BK GUDMUNDSSON | Training & Nutrition for the Competitive Athlete
by Björgvin Karl Guðmundsson
When you are a competitive athlete your approach to nutrition can prove to be the decisive factor between succeeding and failing. You either eat properly and fuel your system with the stuff that brings out the best in you or you risk your performance being below par. I am competing in a sport where the margins are so slim. There can be so little that makes the difference between winning an event or coming in 5th, 12th or even last. So it is simple. You either get your nutrition right or you can just forget about it because you can be 100% sure that most of your competitors are getting it right.
This is not just something you do when you get closer to a competition. Making sure that your nutrition is on point 365 days a year is a commitment you have to make - but this commitment isn’t that hard to make. There is plenty of loopholes and there can be cheat days and celebrations. As long as you know when you have to be super strict and when you can be a bit loose, then this will all work out. I had not really applied myself to proper nutrition until 5 years ago. Of course I was choosing healthy options (or at least I thought I was) before that but I did not have my nutrition scientifically dialed in to work for me, my body type, the level of training I do and the goals I set for myself like I do now. My journey with RP (Renaissance Periodization) started 5 years ago and I have not looked back once ever since. It just clicked instantly for me and to make it clear I was actively using the RP platform long before I became a RP sponsored athlete.
As soon as I got the hang of how my nutrition is planned it soon just turned into a habit. Through this process I have learned exactly how to fuel my body and I do not have to force anything or think specifically about how to construct my meals. I just know exactly what portions of each ingredient I need to put on my dish every single time. Of course the nutrition varies a bit between seasons and phases but I try to keep it as consistent as possible and as soon as I understood why I eat a certain way for a certain purpose it became very simple and easy for me to maintain this.
My meals are very much constructed to fit into my training. I usually train twice a day. One session in the morning and then another session in the afternoon. I eat before, in between and after the sessions, and the same thought process applies to how I approach the nutrion in those cases..

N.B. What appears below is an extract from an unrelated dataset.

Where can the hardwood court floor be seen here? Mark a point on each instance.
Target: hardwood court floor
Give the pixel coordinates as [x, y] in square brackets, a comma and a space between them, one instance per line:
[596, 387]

My first pre-workout meal is my breakfast. 3 eggs and porridge with different toppings. So basically some protein, low fats and high CI carbs so that I have enough fuel for a long and gruelling workout. The reason why I keep the fats low is because they can slow down the absorption of other nutrients and generally take longer to digest. This can cause discomfort while I am training, especially in high intensity sessions.
During training I usually have a nutrition shake with me. My go to shake is the Foodspring Chocolate whey protein mixed with the Foodspring endurance drink. This becomes an absolute neccessity if it is a long workout so that I have enough fuel to power through the whole session. This also makes a lot of difference to how fast and well I recover after the session. The reason for having higher GI carbs after this first session is to help replenish my glyocgen stores for the later session of the day. It's not something that everyone has to do, especially folks just training for an hour a day. It is a benefit to those higher-level athletes though that need to train for multiple sessions per day.
My in-between workouts meal tends to have similar values to my pre-workout meal except I have even more carbs in it. This is just to make sure that I have all the energy I need to fully recover. An example of this meal can be 140 gr. chicken, 250 gr. rice, a handful of greens, sweet chili and crushed wasabi nuts on top.
After the second session I usually have the same meal as I had between the workouts. I basically make two plates. Eat one between the sessions and the other one as soon as the session is done. This is usually around 5-5:30 PM.
Then I have dinner around 7:30 - 8:00. That meal can contain more fats that the meals around my training, but my dinner is usually not a big meal. In the evenings then I have snacks ready like some fruits and nuts and stuff like that. Then I wake up the next day … and repeat.
I know this might sound a bit complex but it really isn't. I have a pretty good feel for how to construct my meals according to this plan and therefore it is not so much about what is on the menu each day but more about the portions of each.
And since you were asking, of course I allow myself a cheat meal every now and then too. It's important to have some balance in life around nutrition, especially in the off-season. As the main competitions get closer I tend to dial things in a bit more and am closer to 100% on track.